Since its identification in the 1920s until the 1980s, insulin from animals was the only treatment for diabetes patients. Particularly, the porcine insulin was widely used since there is only a single amino acid variation from the human form. Chemical processes were developed to obtain the fully human variant from the pig isoform [2]. Finally, the first recombinant human insulin was manufactured by Eli Lilly & Co in partnership with Genentech, approved in 1982 by the FDA and marketed under the name Humulin® [3]. This was also the first therapeutic recombinant protein for human use.

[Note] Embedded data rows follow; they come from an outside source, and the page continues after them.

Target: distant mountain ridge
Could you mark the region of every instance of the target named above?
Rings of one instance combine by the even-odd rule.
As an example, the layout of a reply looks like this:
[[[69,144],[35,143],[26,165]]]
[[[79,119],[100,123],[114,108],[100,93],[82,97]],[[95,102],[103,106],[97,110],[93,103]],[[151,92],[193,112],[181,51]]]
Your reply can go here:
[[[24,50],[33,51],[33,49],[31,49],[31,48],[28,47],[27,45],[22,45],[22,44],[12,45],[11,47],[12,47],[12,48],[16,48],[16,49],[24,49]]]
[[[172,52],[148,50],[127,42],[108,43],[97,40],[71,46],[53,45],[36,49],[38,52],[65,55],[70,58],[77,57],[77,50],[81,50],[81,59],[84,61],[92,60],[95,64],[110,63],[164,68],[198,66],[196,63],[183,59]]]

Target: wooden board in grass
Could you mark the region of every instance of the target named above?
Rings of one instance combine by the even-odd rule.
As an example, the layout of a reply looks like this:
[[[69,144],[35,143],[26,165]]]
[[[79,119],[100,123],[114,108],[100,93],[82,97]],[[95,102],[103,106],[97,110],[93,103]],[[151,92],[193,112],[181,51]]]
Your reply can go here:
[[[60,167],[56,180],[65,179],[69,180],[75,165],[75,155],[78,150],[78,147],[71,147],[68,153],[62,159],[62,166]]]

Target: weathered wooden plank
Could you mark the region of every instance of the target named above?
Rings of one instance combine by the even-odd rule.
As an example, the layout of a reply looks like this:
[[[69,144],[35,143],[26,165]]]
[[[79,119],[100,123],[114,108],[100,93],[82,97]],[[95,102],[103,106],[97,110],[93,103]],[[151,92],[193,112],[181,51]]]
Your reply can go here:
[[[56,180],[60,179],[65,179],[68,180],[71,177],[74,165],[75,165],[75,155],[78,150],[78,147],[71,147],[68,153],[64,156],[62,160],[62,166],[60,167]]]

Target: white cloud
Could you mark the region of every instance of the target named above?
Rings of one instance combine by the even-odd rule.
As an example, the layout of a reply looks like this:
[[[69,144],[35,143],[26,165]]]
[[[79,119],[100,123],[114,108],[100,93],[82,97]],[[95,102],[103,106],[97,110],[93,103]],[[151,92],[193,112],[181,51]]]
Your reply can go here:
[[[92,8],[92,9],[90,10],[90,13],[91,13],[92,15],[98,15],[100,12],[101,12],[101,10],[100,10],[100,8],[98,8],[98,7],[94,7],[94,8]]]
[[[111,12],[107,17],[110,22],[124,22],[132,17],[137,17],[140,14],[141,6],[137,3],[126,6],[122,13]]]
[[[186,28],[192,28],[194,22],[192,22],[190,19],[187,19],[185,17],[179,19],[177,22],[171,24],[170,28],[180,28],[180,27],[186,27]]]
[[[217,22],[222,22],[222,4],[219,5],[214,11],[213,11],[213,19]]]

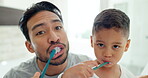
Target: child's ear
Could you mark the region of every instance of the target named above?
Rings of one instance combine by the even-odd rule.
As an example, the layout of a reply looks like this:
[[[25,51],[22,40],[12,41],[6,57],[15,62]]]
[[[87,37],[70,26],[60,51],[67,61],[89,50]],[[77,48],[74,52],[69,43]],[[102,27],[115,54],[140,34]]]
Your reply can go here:
[[[25,45],[26,45],[29,52],[31,52],[31,53],[35,52],[34,49],[33,49],[32,44],[29,41],[25,41]]]
[[[129,48],[129,46],[130,46],[130,42],[131,42],[131,40],[129,39],[129,40],[127,40],[127,43],[126,43],[126,46],[125,46],[125,52],[128,50],[128,48]]]
[[[91,47],[93,47],[93,37],[90,36],[90,40],[91,40]]]

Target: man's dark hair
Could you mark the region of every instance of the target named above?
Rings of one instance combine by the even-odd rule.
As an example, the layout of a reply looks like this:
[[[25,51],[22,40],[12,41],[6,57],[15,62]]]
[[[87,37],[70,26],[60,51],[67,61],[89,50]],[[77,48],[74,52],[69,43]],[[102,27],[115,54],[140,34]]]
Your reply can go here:
[[[33,4],[32,7],[28,8],[24,13],[23,17],[19,21],[19,26],[21,31],[23,32],[25,38],[30,41],[30,37],[28,34],[27,22],[28,20],[37,14],[40,11],[50,11],[55,13],[63,22],[61,11],[52,3],[47,1],[42,1],[36,4]]]
[[[117,9],[106,9],[96,16],[93,24],[92,35],[103,28],[115,28],[117,31],[121,30],[128,38],[129,24],[130,19],[124,12]]]

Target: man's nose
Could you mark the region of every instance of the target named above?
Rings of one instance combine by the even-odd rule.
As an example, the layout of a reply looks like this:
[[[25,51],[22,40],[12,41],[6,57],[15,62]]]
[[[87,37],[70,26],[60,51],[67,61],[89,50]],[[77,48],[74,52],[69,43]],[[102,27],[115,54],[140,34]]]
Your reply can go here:
[[[51,31],[51,32],[50,32],[50,35],[49,35],[48,38],[49,38],[49,39],[48,39],[48,42],[49,42],[49,43],[59,42],[59,40],[60,40],[59,35],[58,35],[56,32],[54,32],[54,31]]]

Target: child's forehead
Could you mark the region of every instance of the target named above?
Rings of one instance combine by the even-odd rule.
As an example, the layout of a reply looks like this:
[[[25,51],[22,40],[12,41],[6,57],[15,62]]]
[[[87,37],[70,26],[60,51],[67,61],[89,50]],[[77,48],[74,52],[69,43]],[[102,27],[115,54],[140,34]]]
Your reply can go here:
[[[101,29],[100,31],[97,31],[94,33],[94,36],[96,38],[110,38],[112,37],[114,38],[124,38],[125,35],[123,34],[122,31],[116,30],[114,28],[110,28],[110,29]]]

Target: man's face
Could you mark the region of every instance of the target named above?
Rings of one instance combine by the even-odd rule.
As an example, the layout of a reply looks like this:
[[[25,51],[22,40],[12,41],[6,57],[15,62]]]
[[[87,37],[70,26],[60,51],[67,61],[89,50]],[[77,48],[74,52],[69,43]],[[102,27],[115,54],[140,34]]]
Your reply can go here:
[[[30,52],[35,52],[42,62],[47,62],[50,52],[55,47],[58,52],[51,60],[52,65],[60,65],[65,62],[69,45],[66,32],[60,18],[49,11],[41,11],[35,14],[27,22],[30,42],[26,41],[26,47]]]
[[[127,51],[130,40],[127,40],[121,31],[101,29],[91,36],[91,45],[99,63],[110,62],[105,67],[112,67],[121,59],[123,52]]]

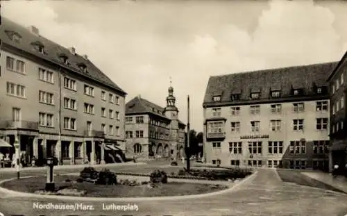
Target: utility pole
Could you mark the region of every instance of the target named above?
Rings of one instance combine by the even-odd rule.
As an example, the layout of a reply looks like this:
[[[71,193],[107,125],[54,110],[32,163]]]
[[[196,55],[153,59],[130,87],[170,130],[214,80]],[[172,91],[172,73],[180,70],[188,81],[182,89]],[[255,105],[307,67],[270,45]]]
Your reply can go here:
[[[187,101],[188,103],[188,115],[187,115],[187,146],[186,146],[186,157],[187,157],[187,170],[190,170],[190,146],[189,146],[189,140],[190,140],[190,124],[189,124],[189,96],[188,95]]]

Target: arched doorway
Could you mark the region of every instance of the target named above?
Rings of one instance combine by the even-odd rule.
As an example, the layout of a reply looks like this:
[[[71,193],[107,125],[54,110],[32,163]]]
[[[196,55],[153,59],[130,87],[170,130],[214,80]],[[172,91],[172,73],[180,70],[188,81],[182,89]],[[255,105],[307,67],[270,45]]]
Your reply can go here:
[[[164,156],[168,158],[170,156],[170,149],[169,148],[169,145],[166,144],[164,147]]]
[[[139,143],[135,143],[134,144],[134,153],[138,153],[142,151],[142,147]]]
[[[159,143],[157,147],[157,155],[162,156],[162,144]]]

Since that time, the number of recombinant products and approved biopharmaceuticals has increased considerably. Initially, recombinant copies of proteins were made that replaced the natural protein, which until then was harvested from animal or human sources. With the exception of factor VIII against hemophilia, all these proteins such as human growth hormone (hGH) or follicle stimulating hormone (FSH) belonged to the class of hormones. They were soon accompanied by a growing number of first generation therapeutics that could only be obtained recombinantly such as erythropoietin (EPO), interferon (IFN) or tissue plasminogen activator (tPA), just to name a few. After this first enthusiasm and the success with reproducing natural proteins by recombinant DNA technology, researchers started to consider the de novo design of therapeutic proteins that do not occur in nature. There is one specific class that can be seen as intermediate link between natural and designed proteins, monoclonal antibodies (mABs).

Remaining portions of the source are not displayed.